Mr. Sinha was reacting to >Mr. Chidambaram’s comments at a press briefing at Congress headquarters on Thursday where he had said that the BJP leader’s performance as Finance Minister “was such that he had to demit the office on July 1, 2002”. “I may point out that 2000-01 and 2002-03 were the worst years since liberalisation in terms of growth and Prime Minister Vajpayee was forced to replace the Finance Minister,” Mr. Chidambaram had said. “I thought Mr. Sinha would be happy to remain a distant memory for the people of India, however, he seems determined to remain relevant in his party.”

Earlier, in April, Mr. Sinha and Mr. Chidambaram had made similar remarks about each other’s tenures as Finance Minister. The two sparring Finance Ministers have been debating amongst other issues the true fiscal deficit, or excess of government expenditure over its income, for India.

In Friday’s statement, Mr. Sinha clarified remarks he made earlier this week in a newspaper interview about Mr. Chidambaram: “I said that the seeds of the present economic crisis were sown by Mr. Chidambaram himself in 2008-09…. I also added that the liberties which were taken with the fiscal then were still bothering us and that Mr. Chidambaram’s claim that he had restricted the fiscal deficit to 4.6 per cent of the GDP in 2013-14 was questionable”.

He stated that he had also added that Mr. Chidambaram “had played fraud in the interim budget and that the next government should come out with a white paper to expose his lies”. Mr. Sinha further stated that Mr. Chidambaram had in his 1997-98 budget targeted a fiscal deficit of 4.5 per cent of the Gross Domestic Product, however, the target was missed and the figure had ballooned to 5.8 per cent in the subsequent year’s budget.

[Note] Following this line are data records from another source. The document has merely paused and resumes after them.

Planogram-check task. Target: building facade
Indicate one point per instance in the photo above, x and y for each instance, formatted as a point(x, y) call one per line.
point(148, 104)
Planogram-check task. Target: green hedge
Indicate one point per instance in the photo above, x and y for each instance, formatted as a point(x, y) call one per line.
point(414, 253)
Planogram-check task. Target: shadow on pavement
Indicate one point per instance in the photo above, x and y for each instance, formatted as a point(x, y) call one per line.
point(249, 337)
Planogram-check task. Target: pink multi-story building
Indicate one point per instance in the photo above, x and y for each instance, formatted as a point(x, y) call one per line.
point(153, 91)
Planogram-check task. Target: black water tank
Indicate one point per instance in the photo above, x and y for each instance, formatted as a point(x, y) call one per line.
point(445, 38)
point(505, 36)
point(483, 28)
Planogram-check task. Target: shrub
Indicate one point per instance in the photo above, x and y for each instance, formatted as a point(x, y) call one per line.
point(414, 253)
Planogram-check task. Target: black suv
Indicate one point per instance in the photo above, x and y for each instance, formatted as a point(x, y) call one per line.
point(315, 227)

The expenditure figures released by The Comptroller General of Accounts of the Ministry of Finance for April – February 2013-14 show that in actual numbers the fiscal deficit has exceeded Mr. Chidambaram’s revised estimates presented in February 2014 by a “whopping” Rs. 74,760 crore (from Rs. 524539 crore to Rs. 599299 crore), Mr. Sinha said. “Within six weeks the veracity of the figures presented by Mr. Chidambaram has been questioned by his own agency. Instead of challenging me on facts, Mr. Chidambaram has decided to attack me personally,” Mr. Sinha stated.